Blog Week 29

On Monday, I was absent. On Tuesday, we worked on reactant equations. We watched Ethanol react with something and oxygen. Then we tested to see if it would combust and it did. A combustion reaction makes carbon dioxide and water.

Combustion -> CO2 + H2O. We had an equation for our experiment it was: C2H6O + 3O2, we found the molar mass for C2H6O = 46.08 g/mol and the molar mass for 96 g/mol. So, 46.08 + 96 = 142.08 g/mol. Then we found the reaction equation C2H6O + 3O2 -> 2CO2 + 3H2O. The molar mass for 2CO2 is 88.02 g/mol and the molar mass for 3H20 is 54.06 g/mol.
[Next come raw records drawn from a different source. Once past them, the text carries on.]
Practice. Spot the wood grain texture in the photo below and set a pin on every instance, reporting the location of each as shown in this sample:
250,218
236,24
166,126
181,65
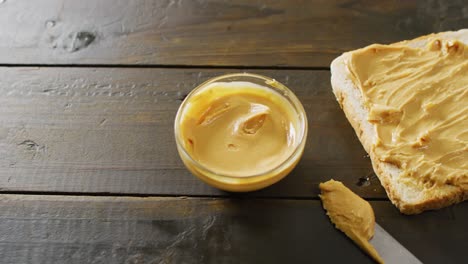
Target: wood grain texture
60,229
212,32
107,130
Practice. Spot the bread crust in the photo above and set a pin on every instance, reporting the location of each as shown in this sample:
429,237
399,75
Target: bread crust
409,200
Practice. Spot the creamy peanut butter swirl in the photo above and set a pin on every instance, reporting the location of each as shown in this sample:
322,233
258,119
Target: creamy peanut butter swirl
418,101
239,128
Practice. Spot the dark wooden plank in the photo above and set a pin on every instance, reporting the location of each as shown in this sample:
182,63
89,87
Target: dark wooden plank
60,229
211,32
111,130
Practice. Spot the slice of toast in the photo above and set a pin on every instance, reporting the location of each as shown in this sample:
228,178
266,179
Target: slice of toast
410,199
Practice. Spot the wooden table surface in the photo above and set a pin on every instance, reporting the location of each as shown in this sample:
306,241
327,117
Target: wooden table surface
89,171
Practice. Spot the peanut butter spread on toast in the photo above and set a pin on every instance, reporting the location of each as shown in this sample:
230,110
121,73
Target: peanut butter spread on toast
417,99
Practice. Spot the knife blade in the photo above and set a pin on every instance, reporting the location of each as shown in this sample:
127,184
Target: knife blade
390,249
So, 88.02 + 54.06 = 142.08 g/mol. So, the reaction equation is right because the molar masses are equal from before and after the reaction. C2H6O + 3O2 -> 2CO2 + 3H2O, so for every 1 C2H6O there's three H20. Then for every 50 C2H6O there's 15o H2O. We also, went over the equation for g<--> mol, they are g x 1mol/__g = __mol and mol x __g/1mol =__g. On Wednesday, we learned how to do BCA tables. We did a practice:
               2H2S + 3O2 --> SO2 + 2H2O <-- need 3O2 to get rid of 2H2S.
Before:   +2.4       XS          Ø           Ø     <--- Ø because it's being produced 
Change:  -2.4       -3.6        +2.4      +2.4  <-- are mols  
________________________________  <-- 3.6 because it's a 2:3 ratio, (3/2) x 2.4 = 3.6 
After:        0           XS        +2.4      +2.4

After that we wanted to find out how much (g) of H20 did we produce?
mol x molar mass/1 mol = g
2.4mol H2O x 18g/1 mol = 43.2 g.
    ^                      ^
in equation      H2=2 and O = 16 H2O = 18

On Thursday, we did more examples:

2.            C3H8 + 5O2 --> 3CO2 + 4H2O <-- needed to balance equation

Before:       +4       XS          Ø           Ø       <--- Ø because it's being produced 

Change:      -4       -20        +12        +16     <-- are mols  

________________________________    <-- 4 bc it's a 1:3 ratio, (1/3) x 12 = 4; 20 bc 1:5, (1/5) x 4 = 20

After:           0         XS        +12      +16          16 bc 1:4, (1/4) x 4 = 16

6.           3H2 + N2 --> 2NH3 <-- need 3H2 to get rid of N2.

Before:   .45     .15           Ø     <--- Ø because it's being produced 

Change:  -.45    -.15       +.30  <-- are mols  

________________________<-- .45 bc it's a 3:1, (3/1) x .15 = .45 and .30 bc it's a 2:1, (2/1) x .15 = .30   

After:       0         0          +.30

Then we wanted to find how much (g) of 2NH3 we produced?

molar masses N=14 H3=3 

17g/1mol x .30 = 5.1 g of 3NH3.

On Friday, we took an assessment. I think I did okay, but I didn't know the type of chemical reaction. Then I took the assessment from last week. I understood everything, except the chemical reactions.